What is our biological age?
As you've probably guessed, it differs from the number of candles on your last birthday cake. "Biological age depends on the genes that we inherited and our environment and lifestyle", says Gordon Lauc, a professor of biochemistry and molecular biology at the University of Zagreb. "We’re used to measuring age chronologically, by counting years since birth, but science tells us that every person ages differently."
There are always people who look younger or older than their age, explains Lauc, who also co-founded GlycanAge, a home testing kit that determines the body’s biological age. "However, there’s more to aging than the outside appearance, such as chronic illnesses, inflammation, and fitness age. Biological age is a comprehensive quantitative measure of the individual's inner aging process and a good approximation for overall health."

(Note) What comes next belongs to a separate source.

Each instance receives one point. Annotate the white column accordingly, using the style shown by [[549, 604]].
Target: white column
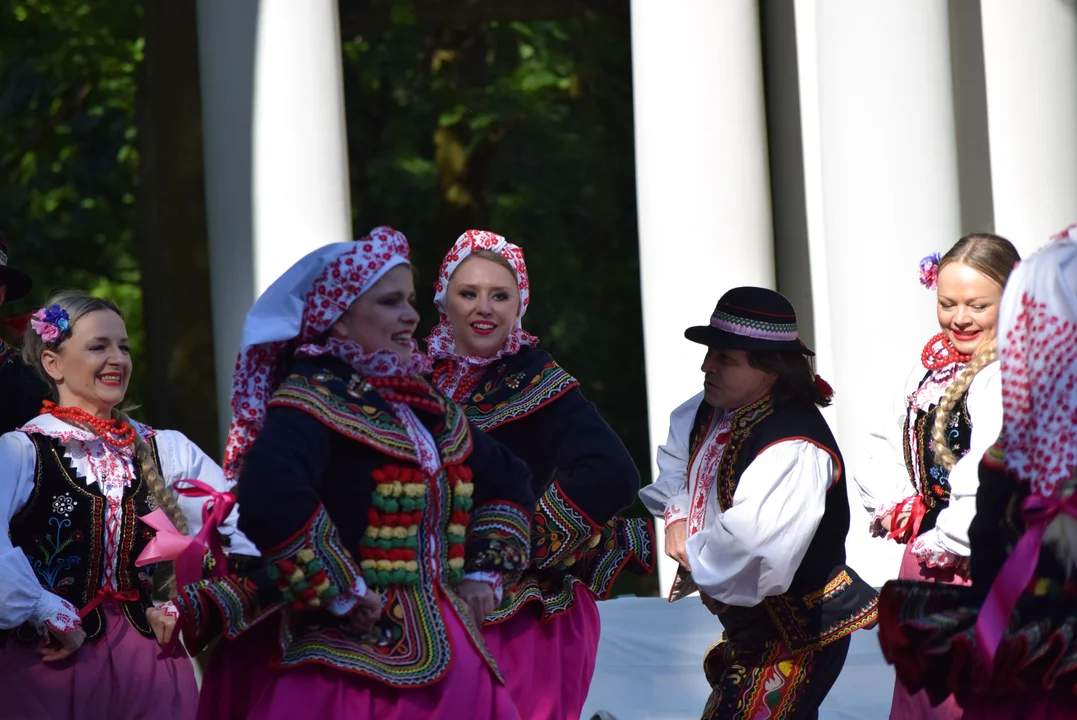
[[890, 196], [703, 193], [276, 151], [1030, 57]]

But if you're worried about what the calculator's going to say, there is some good news. "Unlike chronological aging, biological aging can be changed, improved, and even reversed to a point," he adds.
What affects our biological age?
Your biological age is influenced by your lifestyle, including your fitness levels and nutrition, so lowering it will require improving all aspects of your health. "This includes all facets of exercise, like following a strength training program that’s routinely changed every few months, cardiovascular training such as running to maintain a strong heart, and holistic training like stretching, yoga, and mobility along with mediation and relaxation to lower stress," says physical training instructor and molecular genetics specialist Sean Lerwill, pointing to a study by Saarland University that shows keeping levels of the stress hormone cortisol to a minimum through exercise will help ward off premature aging.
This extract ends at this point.